In the case of the 2016 Hall of Fame weekend, the class of inductees was one of the strongest in recent memory: Eddie DeBartolo Jr., Tony Dungy, Brett Favre, Kevin Greene, Marvin Harrison, Orlando Pace, Ken Stabler, and Dick Stanfel. The Green Bay Packers and Indianapolis Colts were scheduled to play in the game the following day.
The problem is that the game was never played. With the fans already assembled in Tom Benson Stadium as much as an hour after the decision had already been made, officials of the NFL and the Hall of Fame announced that the Packers-Colts game had been canceled.
Despite that development, the Colts cheerleaders and singer Lee Greenwood performed for the crowd, and the 2016 inductees were introduced. NFL players who had warmed up in game gear an hour earlier return to the field in shorts to mingle with fans and sign autographs, USA Today reported.
What worried the NFL about the field?
The cancellation of the 2016 Hall of Fame Game was the result of the field being ruled unsafe for the players. The issue began with the stadium being used for the induction ceremony the previous night. Panels put down to protect the field weren’t cleared from the stadium until mid-afternoon – more than seven hours behind schedule.
That did not leave enough time for the crew preparing the field. Paint used to touch up logos, numbers, and yard lines did not have enough time to dry. When heat was applied to the Hall of Fame Game logo at midfield, the paint turned into a sticky mess.
Players noticed the mess as they warmed up and were sent back to their locker rooms. General managers Ryan Grigson of the Indianapolis Colts and Ted Thompson of the Green Bay Packers met and agreed they couldn’t put NFL players’ safety at risk.
The cancellation was announced at about the time the game was scheduled to kick off, and a Hall of Fame official said a full refund would be made to ticketholders.
The Hall of Fame Game was canceled, but the lawsuit lives
Months after the Hall of Fame Game was canceled, a lawsuit was filed in federal court in a bid to recover money that fans spent on the game aside from tickets that were refunded. The suit cited fans who spent money on food, hotels, and incidentals for a game that the promoters should have known could not be played. The suit initially named the NFL and the National Football Museum, which operates the Pro Football Hall of Fame, as defendants.

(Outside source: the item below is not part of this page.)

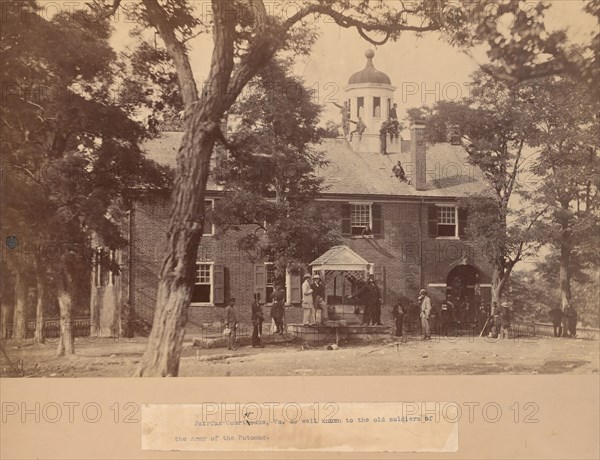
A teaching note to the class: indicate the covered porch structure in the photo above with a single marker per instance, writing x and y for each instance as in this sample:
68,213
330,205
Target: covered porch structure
343,272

An amended complaint filed in 2018 dropped the NFL from the suit, but lawyers for the original plaintiff pressed for class-action status. The court initially rejected that bid in September 2018, noting the number of fans who had already settled with the Hall of Fame and the variety of items cited in the claims.

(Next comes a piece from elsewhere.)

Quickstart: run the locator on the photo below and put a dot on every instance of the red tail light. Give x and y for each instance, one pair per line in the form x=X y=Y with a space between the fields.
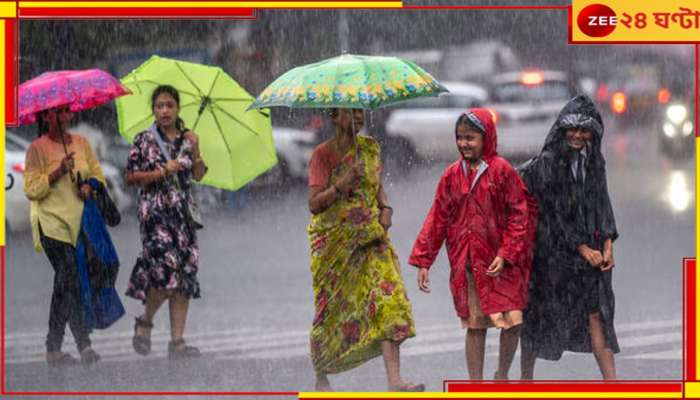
x=618 y=102
x=602 y=93
x=531 y=78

According to Above The Law, an amended motion filed in October 2019 cleared up a lingering issue about the fitness of controversial attorney Michael Avenatti to handle the case. Finally, the court determined last month that an amended motion satisfied the requirements for turning the case into a class-action suit.
The lawsuit can now go forward, though no trial date has been set yet.